Indagine contro rapine e droga, processo per dodici persone

Benevento.  

Non è la prima volta, non sarà l'ultima. Capita spesso, infatti, che persone chiamate a deporre – è nel dibattimento che si forma la prova - non confermino, o lo facciano parzialmente, le dichiarazioni rese durante le indagini, finendo, a loro volta, nel mirino della Procura.

La scena si è ripetuta questa mattina nel processo a carico di dodici imputati, tutti di Benevento, tranne uno, tirati in ballo, a vario titolo, in un'inchiesta su tre rapine compiute in città ai danni di prostitute e una serie di episodi di detenzione ai fini di spaccio di cocaina, eroina, marijuana e hashish.
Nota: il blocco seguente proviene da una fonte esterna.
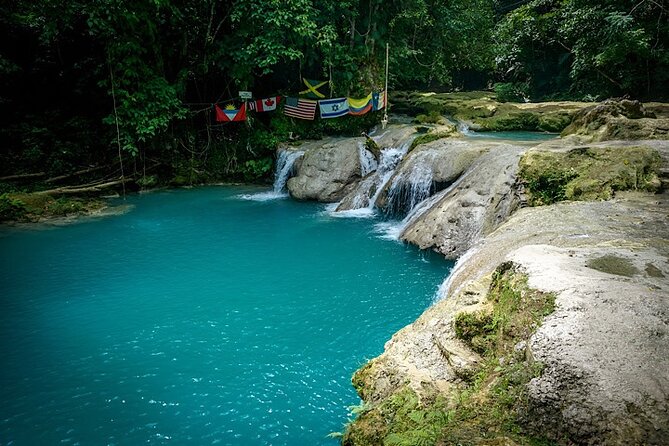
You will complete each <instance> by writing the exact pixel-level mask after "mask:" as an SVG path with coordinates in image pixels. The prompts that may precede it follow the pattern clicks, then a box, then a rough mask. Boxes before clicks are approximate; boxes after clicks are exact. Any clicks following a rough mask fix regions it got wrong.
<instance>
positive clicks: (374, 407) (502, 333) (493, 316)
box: [343, 262, 568, 445]
mask: <svg viewBox="0 0 669 446" xmlns="http://www.w3.org/2000/svg"><path fill="white" fill-rule="evenodd" d="M488 301H489V303H490V306H489V307H488V308H487V309H486V310H483V311H481V312H478V313H461V314H458V315H457V316H456V318H455V320H454V326H455V327H454V328H455V330H456V335H457V336H458V337H459V338H460V339H462V340H463V341H465V342H466V343H468V344H470V345H471V342H472V341H473V340H476V339H486V342H485V343H483V344H482V348H479V349H478V351H479V352H480V353H481V354H482V355H483V358H482V362H481V367H480V369H479V370H478V373H477V375H476V379H475V380H474V382H473V383H471V384H467V385H465V386H464V387H463V388H462V389H461V390H460V391H459V392H456V394H455V395H454V396H453V397H452V399H451V400H450V401H448V400H446V399H445V398H444V397H443V396H442V394H440V393H439V392H438V391H436V390H435V389H431V388H430V387H429V386H427V385H426V386H424V387H423V388H422V389H421V395H420V396H419V395H418V394H416V392H415V391H414V390H413V389H411V388H410V387H409V386H407V385H405V386H401V387H400V388H399V389H398V390H396V391H395V392H394V393H393V394H392V395H391V396H390V397H388V398H386V399H383V400H381V401H380V402H378V403H377V404H376V405H374V406H372V407H371V408H370V409H369V410H368V411H366V412H364V413H363V414H361V415H360V416H359V417H358V418H357V419H356V420H355V422H354V423H352V424H351V425H350V426H349V428H348V429H347V431H346V433H345V435H344V439H343V443H344V444H345V445H349V444H384V445H418V444H425V445H434V444H520V445H550V444H553V443H551V442H550V441H548V440H546V439H543V438H541V437H540V436H539V437H537V436H535V433H533V432H529V431H528V430H527V428H526V427H525V426H524V423H523V422H522V417H523V415H524V413H525V410H526V401H527V384H528V383H529V382H530V380H531V379H533V378H536V377H539V376H541V373H542V371H543V366H542V364H540V363H538V362H536V361H534V360H533V359H532V357H531V355H529V354H528V353H527V351H526V350H525V349H519V348H517V347H516V346H518V345H522V344H520V343H521V342H524V343H525V345H527V343H528V342H529V339H530V337H531V336H532V334H533V333H534V332H535V330H536V329H537V327H539V326H540V325H541V322H542V320H543V318H544V317H545V316H547V315H548V314H550V313H551V312H552V311H553V310H554V306H555V295H553V294H550V293H542V292H539V291H537V290H533V289H530V288H529V287H528V286H527V276H525V275H523V274H521V273H519V272H517V271H516V268H515V266H514V264H512V263H510V262H509V263H504V264H502V265H500V267H499V268H498V269H497V270H496V272H495V274H494V277H493V280H492V284H491V286H490V290H489V293H488ZM356 375H357V373H356ZM362 390H363V391H364V389H362ZM567 440H568V439H567Z"/></svg>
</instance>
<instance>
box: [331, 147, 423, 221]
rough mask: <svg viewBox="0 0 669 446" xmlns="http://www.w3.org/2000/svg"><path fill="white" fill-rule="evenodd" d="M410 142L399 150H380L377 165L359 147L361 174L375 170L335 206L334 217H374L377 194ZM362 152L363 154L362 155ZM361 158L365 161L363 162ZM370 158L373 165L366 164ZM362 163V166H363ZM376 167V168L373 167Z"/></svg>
mask: <svg viewBox="0 0 669 446" xmlns="http://www.w3.org/2000/svg"><path fill="white" fill-rule="evenodd" d="M410 144H411V141H407V142H406V143H404V144H402V146H400V147H399V148H395V147H391V148H387V149H383V150H381V156H380V161H379V162H378V163H377V162H376V160H375V159H374V158H373V156H372V154H371V153H369V151H368V150H366V149H365V148H364V146H363V145H361V146H360V147H361V152H360V165H361V170H362V172H365V169H370V168H372V167H373V168H375V169H376V171H373V170H372V171H370V172H372V173H367V174H366V175H364V176H365V177H364V179H363V180H362V181H361V182H360V184H359V185H358V187H357V189H356V190H355V191H353V192H352V193H351V194H349V195H348V196H347V197H346V198H344V199H343V200H342V201H341V202H340V203H339V204H337V205H336V206H335V213H334V214H333V215H334V216H341V217H367V216H372V215H374V205H375V203H376V199H377V198H378V196H379V194H380V193H381V191H382V190H383V188H384V187H385V185H386V183H388V181H389V180H390V178H391V177H392V176H393V173H394V172H395V169H396V168H397V165H398V164H399V163H400V161H401V160H402V158H403V157H404V155H406V153H407V151H408V150H409V145H410ZM363 151H364V152H365V153H364V154H363ZM363 157H364V158H365V161H364V162H363ZM368 157H371V159H372V160H373V163H371V162H370V163H369V164H366V163H368V161H367V160H368V159H369V158H368ZM363 163H364V164H363ZM374 165H376V166H374Z"/></svg>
Fatti accaduti dal novembre 2014 al giugno 2015, per i quali dinanzi al Tribunale hanno sfilato alcuni testimoni – per loro era stato disposto l'accompagnamento coattivo – citati dal pm Marilia Capitanio. Escussioni riguardanti la cessione degli stupefacenti, scandite da momenti di tensione. Con i ripetuti inviti a dire la verità rivolti dal presidente del collegio giudicante, Pezza, e con la decisione di trasmettere alla Procura, per falsa testimonianza, gli atti relativi alle affermazioni di alcuni di coloro che sono comparsi in aula. La prossima udienza è in programma il 9 novembre.

Il blitz dei carabinieri era scattato nel giugno del 2016, quando erano state eseguite dieci misure cautelari, poi attenuate o revocate. Dieci mesi più tardi – aprile 2017 – il rinvio a giudizio degli imputati, difesi dagli avvocati Antonio Leone, Gerardo Giorgione, Fabio Russo, Claudio Fusco, Marcello D'Auria, Antonio Bruno Romano e Alfredo Sorbo.